# Table of contents 
- [Setup](#setup) 
    - [Target](#target)
    - [Libraries](#libraries)
- [Gather datasets](#gatherdatasets)
    - [Get content](#getcontent)
        - [Evaluation of section patterns (so far)](#evaluationofsectionpatterns(sofar))
- [References](#references)

<a name='setup'></a>
# 0. Setup 

This notebook contains the code to extract the datasets used in the articles published in NeuroImage in 2022. 
<br>
<br>

<a name='target'></a> 
## 0.1. Target
The goal is the use pypdf to locate and extract the datasets used for analysis in the research articles. Based on an initial review of nine random 
<br>
<br>

<a name='libraries'></a>
## 0.2. Libraries 

In [1]:
import pandas as pd
import numpy as np

import json 
import os 
import re 

import pypdf 

<a name='gatherdatasets'></a>
# 1. Gather datasets 

PLAN OF ATTACK TO EXPLORE: 
* IF - Locate 'Data availability' (or similar) section and look for links - if multiple, save all of them and look at surrounding words for context 
* ELSE If there is no 'Data availability' (or similar) section 
	* Look at wording in section 2.1 
<br>
<br>

<a name='getcontent'></a>
## 1.1. Get content 

I use the work of Akkoç (2023) and Sourget (2023) to search the PDFs for their datasets.
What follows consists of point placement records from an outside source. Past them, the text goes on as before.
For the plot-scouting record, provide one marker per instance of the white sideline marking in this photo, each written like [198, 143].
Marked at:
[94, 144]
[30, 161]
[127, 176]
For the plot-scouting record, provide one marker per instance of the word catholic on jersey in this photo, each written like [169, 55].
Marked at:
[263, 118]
I am using the code from two separate git repositories as inspiration for the two functions presented in this section. 
- *get_section* is losely interpreted from Akkoç (2023) using the following breadcrumb in the github repository: PublicDatasets/ArticleAnalyser.ipynb, section '2.1 Get section function'
- *get_content* is losely interpreted from Soruget (2023) using the following breadcrumb in the github repository: DDSA_Sourget/code/other/download_fulltext.ipynb, section '3. Check for dataset's organ in figures'.

<br>

References: 
- Akkoç, A. (2023). PublicDatasets [Jupyter Notebook]. https://github.com/madprogramer/PublicDatasets (Original work published 2022)
- Sourget, T. (2023). TheoSourget/DDSA_Sourget: Repository used during my travel at the ITU of Copenhagen in March 2023 [Computer software]. https://github.com/TheoSourget/DDSA_Sourget

In [2]:
def get_content(pdf_path, section_patterns):
    """Get a PDF. 
    This function is losely interpreted from Sourget, T. (2023). TheoSourget/DDSA_Sourget: Repository used during my travel at the ITU of Copenhagen in March 2023 [Computer software]. https://github.com/TheoSourget/DDSA_Sourget
    specifically: DDSA_Sourget/code/other/download_fulltext.ipynb, section '3. Check for dataset's organ in figures'.
    
    Parameters: 
    :param pdf_path (str): Path to the PDF file.
    :param json_file_path (str): Path to the JSON file containing the DOIs of the relevant research articles. 
    
    Returns: 
    :return: 
    """
    try:
        pdf_file = open(pdf_path, 'rb')
        pdf_reader = pypdf.PdfReader(pdf_file)
         # Read the entire PDF content
        pdf_text = " ".join(page.extract_text() for page in pdf_reader.pages)
        
        # Extract sections using the provided section patterns
        content = get_section(pdf_text, section_patterns)
        if content: 
            # print(f"Section content: '{content}''")
            return content 
        pdf_file.close()
        
    except Exception as e:
        print(f"Error reading PDF: {e}")  
    
        """
        for page_num in range(len(pdf_reader.pages)):
            page = pdf_reader.pages[page_num]
            page_text = page.extract_text()
            print(page_text)
            
            # Search for the regex pattern in the page text
            #if re.search(target_text_pattern, page_text, re.IGNORECASE):
            #    print(f"Found '{target_text_pattern}' on page {page_num + 1} of {pdf_path}")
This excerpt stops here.